Lebt Venedig von den riesigen Kreuzfahrtschiffen, oder sind sie der Tod der Lagune? Ein Bauvorhaben entfacht Streit.

Von einem Überfall sprechen sie in Venedig, was da in Rom geschehen ist. Dort, am Sitz des italienischen Regierungschefs, traf sich das „Groß-Komitee“ wieder einmal, um eine Lösung für eines der drängendsten Probleme der Wasserstadt zu finden: Wohin mit den Riesen-Kreuzfahrtschiffen? Mehr als 700 dieser „Paläste des Meeres“ fahren jedes Jahr nicht nur in die Lagune ein, sondern auch haarscharf an Dogenpalast, Markusplatz und Campanile vorbei.

 

Der Wellenschlag, den ihre Großturbinen verursachen, höhlt Fundamente aus, greift die Pfähle an, auf denen Venedig steht. Die Abgase ihrer Dieselmotoren verbreiten ätzende Luft und greifen den „Istria-Marmor“ der Baudenkmäler an. Spätestens seit dem Unglück der Costa Concordia auf Giglio 2012 ist bei den Bürgern von Venedig die Angst gewachsen, so ein Traumschiff, das 60 Meter und mehr aus dem Wasser ragt, damit doppelt so hoch ist wie der Dogenpalast, könnte umkippen und Bauten vom Rang eines Weltkulturerbes unter sich begraben.

Neuer Kanal soll in die Lagune gebaggert werden

„Kreuzfahrtschiffe sind unser Leben“, sagen dagegen die Betreiber des Hafens. Mehr als zwei Millionen Touristen kämen jedes Jahr auf dem Seeweg vorbei, das bringe 430 Millionen Euro, erhalte 5000 Arbeitsplätze. „Kreuzfahrtschiffe raus aus der Lagune!” – dieser Schlachtruf der immer häufigeren Protestkundgebungen sei „der Tod der Stadt“. Derzeit hat Venedig keine Regierung. Dieses politische Vakuum, so Umweltschützer, hätte „die Kreuzfahrt- und die korrupte Baulobby“ genutzt, „zu Gunsten der eigenen Interessen die schlechteste aller möglichen Lösungen durchzusetzen“.
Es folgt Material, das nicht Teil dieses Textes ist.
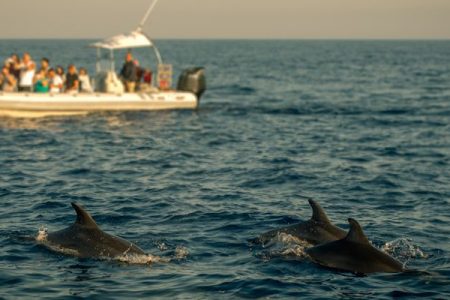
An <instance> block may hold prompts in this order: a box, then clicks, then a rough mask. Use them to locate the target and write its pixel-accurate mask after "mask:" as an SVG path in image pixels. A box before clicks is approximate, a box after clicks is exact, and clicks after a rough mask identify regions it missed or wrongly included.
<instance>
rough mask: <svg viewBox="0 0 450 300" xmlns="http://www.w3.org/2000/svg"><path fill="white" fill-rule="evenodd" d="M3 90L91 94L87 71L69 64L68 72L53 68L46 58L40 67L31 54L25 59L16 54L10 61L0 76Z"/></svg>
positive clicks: (3, 68) (4, 63) (23, 57)
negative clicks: (80, 93) (37, 66)
mask: <svg viewBox="0 0 450 300" xmlns="http://www.w3.org/2000/svg"><path fill="white" fill-rule="evenodd" d="M0 90H2V91H4V92H16V91H18V92H35V93H49V92H51V93H62V92H87V93H89V92H92V86H91V82H90V78H89V75H88V73H87V71H86V69H85V68H80V69H79V71H78V70H77V68H76V67H75V65H73V64H70V65H69V66H68V68H67V73H65V72H64V68H63V67H62V66H57V67H56V68H52V67H51V66H50V60H49V59H48V58H46V57H44V58H42V59H41V61H40V66H39V68H38V67H37V64H36V63H35V62H34V61H33V59H32V58H31V55H30V54H29V53H28V52H25V53H24V54H23V56H22V58H20V57H19V55H18V54H13V55H11V56H10V57H9V58H7V59H6V60H5V62H4V65H3V67H2V71H1V74H0Z"/></svg>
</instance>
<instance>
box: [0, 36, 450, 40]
mask: <svg viewBox="0 0 450 300" xmlns="http://www.w3.org/2000/svg"><path fill="white" fill-rule="evenodd" d="M103 39H105V37H99V38H95V37H73V38H71V37H25V38H16V37H0V40H2V41H7V40H10V41H33V40H41V41H45V40H48V41H53V40H55V41H57V40H61V41H70V40H73V41H77V40H78V41H81V40H84V41H86V40H103ZM151 40H163V41H164V40H167V41H170V40H186V41H189V40H191V41H208V40H209V41H227V40H228V41H271V40H273V41H450V37H317V38H302V37H298V38H297V37H280V38H278V37H267V38H265V37H188V38H185V37H159V38H158V37H157V38H151Z"/></svg>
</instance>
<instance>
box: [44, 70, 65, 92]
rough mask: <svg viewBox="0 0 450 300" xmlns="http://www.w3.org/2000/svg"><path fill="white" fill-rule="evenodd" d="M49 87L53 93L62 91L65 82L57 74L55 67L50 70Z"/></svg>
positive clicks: (60, 77) (48, 74) (49, 71)
mask: <svg viewBox="0 0 450 300" xmlns="http://www.w3.org/2000/svg"><path fill="white" fill-rule="evenodd" d="M48 79H49V87H50V92H51V93H61V92H62V89H63V86H64V82H63V80H62V78H61V76H59V75H58V74H56V71H55V69H50V70H48Z"/></svg>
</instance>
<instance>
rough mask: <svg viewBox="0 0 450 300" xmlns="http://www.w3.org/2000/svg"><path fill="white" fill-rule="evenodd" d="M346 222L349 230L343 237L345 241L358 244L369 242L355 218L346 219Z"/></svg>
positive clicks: (359, 225) (360, 226)
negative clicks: (345, 235)
mask: <svg viewBox="0 0 450 300" xmlns="http://www.w3.org/2000/svg"><path fill="white" fill-rule="evenodd" d="M348 223H349V224H350V230H349V231H348V234H347V236H346V237H345V240H346V241H349V242H353V243H359V244H370V242H369V240H368V239H367V237H366V235H365V234H364V231H363V230H362V228H361V225H359V223H358V222H357V221H356V220H355V219H352V218H350V219H348Z"/></svg>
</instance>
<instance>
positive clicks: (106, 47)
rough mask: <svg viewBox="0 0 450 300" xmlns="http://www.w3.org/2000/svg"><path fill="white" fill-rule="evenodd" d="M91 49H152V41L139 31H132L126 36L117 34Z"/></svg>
mask: <svg viewBox="0 0 450 300" xmlns="http://www.w3.org/2000/svg"><path fill="white" fill-rule="evenodd" d="M91 47H93V48H101V49H109V50H116V49H130V48H140V47H153V43H152V41H150V39H149V38H148V37H147V36H146V35H145V34H144V33H143V32H142V31H139V30H136V31H132V32H130V33H128V34H119V35H116V36H113V37H110V38H107V39H104V40H103V41H99V42H97V43H94V44H92V45H91Z"/></svg>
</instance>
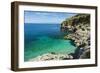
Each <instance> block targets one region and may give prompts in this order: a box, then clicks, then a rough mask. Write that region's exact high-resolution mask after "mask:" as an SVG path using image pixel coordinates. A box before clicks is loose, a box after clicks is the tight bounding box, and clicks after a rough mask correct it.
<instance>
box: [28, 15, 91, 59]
mask: <svg viewBox="0 0 100 73" xmlns="http://www.w3.org/2000/svg"><path fill="white" fill-rule="evenodd" d="M60 28H61V32H68V34H64V37H63V38H64V39H65V40H67V39H70V40H72V41H73V42H74V44H73V45H74V46H76V47H77V48H76V50H75V52H74V53H70V54H67V53H55V52H49V53H46V54H43V55H40V56H37V57H36V58H32V59H30V60H29V61H46V60H70V59H87V58H90V15H89V14H77V15H75V16H72V17H71V18H68V19H66V20H64V21H63V22H62V23H61V27H60Z"/></svg>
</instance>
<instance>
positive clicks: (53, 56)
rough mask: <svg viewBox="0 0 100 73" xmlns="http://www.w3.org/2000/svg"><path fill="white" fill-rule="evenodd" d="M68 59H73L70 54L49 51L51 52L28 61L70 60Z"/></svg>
mask: <svg viewBox="0 0 100 73" xmlns="http://www.w3.org/2000/svg"><path fill="white" fill-rule="evenodd" d="M70 59H73V56H72V55H69V54H64V53H55V52H51V53H46V54H43V55H40V56H38V57H36V58H33V59H30V60H29V61H47V60H70Z"/></svg>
Das Komitee aus Regierung, Fachleuten sowie Stadt- und Regionalpolitikern hat in der Ferienstille beschlossen, für die Kreuzfahrtschiffe einen neuen Kanal in die Lagune zu baggern. Genauer gesagt wollen sie nur eine Umweltverträglichkeitsprüfung vornehmen, aber ausschließlich für diese Zufahrt. In den Augen der Kritiker ist die Sache damit entschieden, zumal auch schon ein Termin für die Fertigstellung des Kanals genannt wird: in achtzehn Monaten soll er freie Fahrt ermöglichen.
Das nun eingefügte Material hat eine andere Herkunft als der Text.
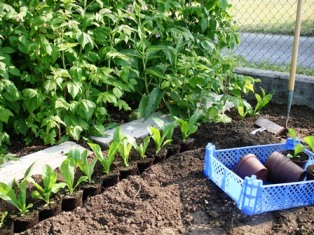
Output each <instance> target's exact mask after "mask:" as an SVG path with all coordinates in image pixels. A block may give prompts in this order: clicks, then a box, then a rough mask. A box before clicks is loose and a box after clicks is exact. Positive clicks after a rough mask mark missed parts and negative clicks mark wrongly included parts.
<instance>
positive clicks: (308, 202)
mask: <svg viewBox="0 0 314 235" xmlns="http://www.w3.org/2000/svg"><path fill="white" fill-rule="evenodd" d="M293 148H294V142H293V140H292V139H288V140H287V141H286V143H280V144H269V145H257V146H250V147H242V148H232V149H222V150H216V148H215V146H214V145H212V144H208V145H207V146H206V153H205V166H204V175H205V177H207V178H209V179H211V180H212V181H213V182H214V183H215V184H217V185H218V186H219V187H220V188H221V189H222V190H223V191H224V192H225V193H226V194H228V195H229V196H230V197H231V198H232V199H233V200H234V201H235V202H236V203H237V206H238V207H239V209H240V210H241V211H242V213H244V214H246V215H254V214H261V213H263V212H267V211H275V210H283V209H288V208H293V207H300V206H308V205H313V204H314V180H310V181H300V182H294V183H283V184H266V183H265V184H264V183H263V181H261V180H258V179H256V176H255V175H253V176H252V177H245V179H244V180H243V179H242V178H241V177H239V176H238V175H237V174H235V173H234V172H233V171H232V170H233V169H234V167H235V165H236V164H237V162H238V161H239V159H240V158H241V157H242V156H244V155H246V154H249V153H253V154H255V155H256V156H257V158H258V159H259V160H260V161H261V162H262V163H263V164H265V162H266V161H267V159H268V157H269V156H270V155H271V153H272V152H274V151H278V152H282V151H283V150H290V149H293ZM305 152H306V154H308V155H309V157H310V160H309V162H308V164H313V163H314V153H313V152H311V151H308V150H305ZM308 164H307V165H308Z"/></svg>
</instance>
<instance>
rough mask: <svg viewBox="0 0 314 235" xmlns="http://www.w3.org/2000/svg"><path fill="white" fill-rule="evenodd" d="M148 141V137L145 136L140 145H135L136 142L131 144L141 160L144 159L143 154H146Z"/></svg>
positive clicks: (148, 137)
mask: <svg viewBox="0 0 314 235" xmlns="http://www.w3.org/2000/svg"><path fill="white" fill-rule="evenodd" d="M150 139H151V137H150V136H146V137H145V138H144V140H143V141H142V143H140V144H137V143H136V141H134V143H133V147H134V149H135V150H136V151H137V152H138V154H139V155H140V157H141V158H142V159H144V158H145V157H146V155H145V154H146V150H147V148H148V145H149V143H150Z"/></svg>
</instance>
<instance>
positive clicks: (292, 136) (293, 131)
mask: <svg viewBox="0 0 314 235" xmlns="http://www.w3.org/2000/svg"><path fill="white" fill-rule="evenodd" d="M288 136H289V137H291V138H292V139H293V140H296V139H297V133H296V131H295V130H294V129H292V128H288Z"/></svg>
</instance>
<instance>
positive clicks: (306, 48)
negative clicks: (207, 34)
mask: <svg viewBox="0 0 314 235" xmlns="http://www.w3.org/2000/svg"><path fill="white" fill-rule="evenodd" d="M292 45H293V37H292V36H285V35H265V34H255V33H242V34H241V44H240V45H239V46H238V47H236V48H235V49H234V53H235V54H236V55H242V56H243V57H244V58H246V59H247V60H248V61H251V62H268V63H270V64H276V65H290V64H291V55H292ZM298 54H299V56H298V65H299V66H301V67H303V68H311V69H314V37H300V42H299V53H298Z"/></svg>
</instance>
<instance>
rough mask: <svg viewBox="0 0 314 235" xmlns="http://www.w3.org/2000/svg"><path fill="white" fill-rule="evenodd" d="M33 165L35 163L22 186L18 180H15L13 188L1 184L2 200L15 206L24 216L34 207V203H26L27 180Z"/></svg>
mask: <svg viewBox="0 0 314 235" xmlns="http://www.w3.org/2000/svg"><path fill="white" fill-rule="evenodd" d="M33 165H34V163H33V164H31V165H30V166H29V167H28V168H27V170H26V171H25V173H24V178H23V179H22V180H21V183H20V184H18V182H17V180H16V179H14V180H13V182H12V186H9V185H7V184H5V183H3V182H0V198H1V199H2V200H4V201H6V202H8V203H9V204H11V205H12V206H14V207H15V208H16V209H17V210H18V211H19V212H20V214H21V215H22V216H23V215H24V214H25V213H26V212H28V210H29V209H30V208H31V207H33V204H32V203H30V204H27V202H26V189H27V180H28V178H29V174H30V171H31V169H32V167H33Z"/></svg>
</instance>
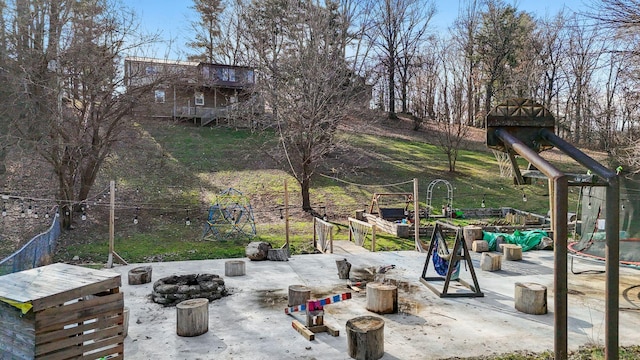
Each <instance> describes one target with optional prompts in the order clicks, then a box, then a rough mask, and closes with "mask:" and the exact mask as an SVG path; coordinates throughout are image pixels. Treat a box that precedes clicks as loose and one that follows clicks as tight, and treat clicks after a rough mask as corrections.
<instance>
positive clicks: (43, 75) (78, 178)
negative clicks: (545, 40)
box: [2, 0, 148, 227]
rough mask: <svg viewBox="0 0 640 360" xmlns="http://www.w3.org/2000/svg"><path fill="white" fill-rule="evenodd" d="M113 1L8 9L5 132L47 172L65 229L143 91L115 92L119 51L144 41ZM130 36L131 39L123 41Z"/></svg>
mask: <svg viewBox="0 0 640 360" xmlns="http://www.w3.org/2000/svg"><path fill="white" fill-rule="evenodd" d="M119 5H120V4H119V3H117V2H116V1H115V0H114V1H111V0H86V1H75V0H50V1H40V0H20V1H17V2H16V4H15V6H16V7H15V8H14V9H13V11H12V14H13V15H14V17H13V19H12V22H14V23H15V24H16V26H15V27H14V32H13V33H11V36H10V37H9V42H10V46H9V48H11V49H13V50H14V51H13V52H12V53H10V54H9V60H8V61H7V68H6V72H5V76H6V79H7V87H8V88H10V91H11V96H9V97H7V98H3V99H2V101H3V104H2V108H3V109H5V110H6V113H5V114H3V115H5V116H9V117H10V121H11V124H12V126H11V133H10V135H11V136H12V137H13V138H14V139H20V144H23V145H24V146H27V147H28V148H29V149H31V150H35V151H37V153H38V154H39V155H40V156H42V158H43V159H44V160H46V161H47V162H48V163H49V164H50V165H51V168H52V171H53V173H54V175H55V181H56V182H57V186H58V195H57V198H58V201H59V205H60V207H61V210H62V211H61V214H62V224H63V226H64V227H69V226H71V221H72V216H73V210H74V209H76V208H77V209H79V208H80V206H81V204H82V202H83V201H84V200H86V199H87V196H88V194H89V192H90V190H91V188H92V186H93V184H94V182H95V180H96V176H97V175H98V171H99V169H100V167H101V166H102V164H103V163H104V161H105V159H106V158H107V156H108V155H109V153H110V151H111V149H112V147H113V145H114V144H115V143H116V142H117V141H118V140H119V136H120V134H121V132H122V130H123V129H124V128H125V127H126V126H127V124H128V121H126V116H127V115H128V114H129V111H130V109H131V108H132V107H133V106H134V104H135V102H136V101H137V99H138V98H139V97H140V96H141V94H142V93H144V92H145V91H147V90H148V89H145V88H140V89H138V90H136V91H131V92H127V93H122V92H121V91H122V89H123V88H124V76H123V74H122V64H121V60H122V55H123V54H124V53H125V52H126V51H128V50H132V49H135V48H136V47H137V46H138V45H140V44H142V43H144V42H145V41H146V40H147V39H146V38H145V37H140V36H137V37H134V36H133V35H134V34H133V29H135V22H134V18H133V15H132V14H131V13H130V12H128V11H127V10H126V9H124V8H122V7H121V6H119ZM133 38H135V39H136V41H133V42H132V40H131V39H133Z"/></svg>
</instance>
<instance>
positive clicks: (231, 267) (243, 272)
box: [224, 260, 245, 276]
Es gibt aber auch drei Fortschritte zu beobachten

Damit sind alle Lösungsvorschläge vom Tisch, die mit Hinweis auf das zerbrechliche ökologische Gleichgewicht in der seichten Lagune die Riesenschiffe an der Einfahrt hindern wollten. Draußen, auf der Meerseite des Lido beispielsweise, sollte ein Spezialterminal für Kreuzfahrtschiffe eingerichtet werden, verlangten die einen, und die anderen, die 300 oder mehr Meter langen Schiffe, wenn schon in die Lagune, dann wenigstens weitmöglichst vom Stadtgebiet entfernt zu leiten.

Nun soll eine heute kleine Fahrrinne von 2,4 auf 10,50 Meter Tiefe ausgebaggert und auf bis zu 200 Meter verbreitert werden – mit allen Folgen für die Wasserzirkulation in der Lagune. „Zerstörerisch“ sei das, sagen die Umweltschützer; die Hafenchefs entgegnen: damit werde „die Wiederherstellung des ökologischen Gleichgewichts erst ermöglicht“.

Drei Fortschritte aber gibt es jetzt schon: Die Regierung will ab 2015 ein zwei Jahre altes Dekret in Kraft setzen, welches Schiffen ab 96 000 Tonnen die Durchfahrt durch das „San-Marco-Bassin“ verbietet. Zweitens werden 446 der großen Passagierfähren derzeit vom venezianischen Inselhafen nach Fusina aufs Festland verlegt, und drittens haben sich die Kreuzfahrtreedereien „freiwillig“ verpflichtet, nicht mehr so viele Schiffe unmittelbar an San Marco vorbeifahren zu lassen.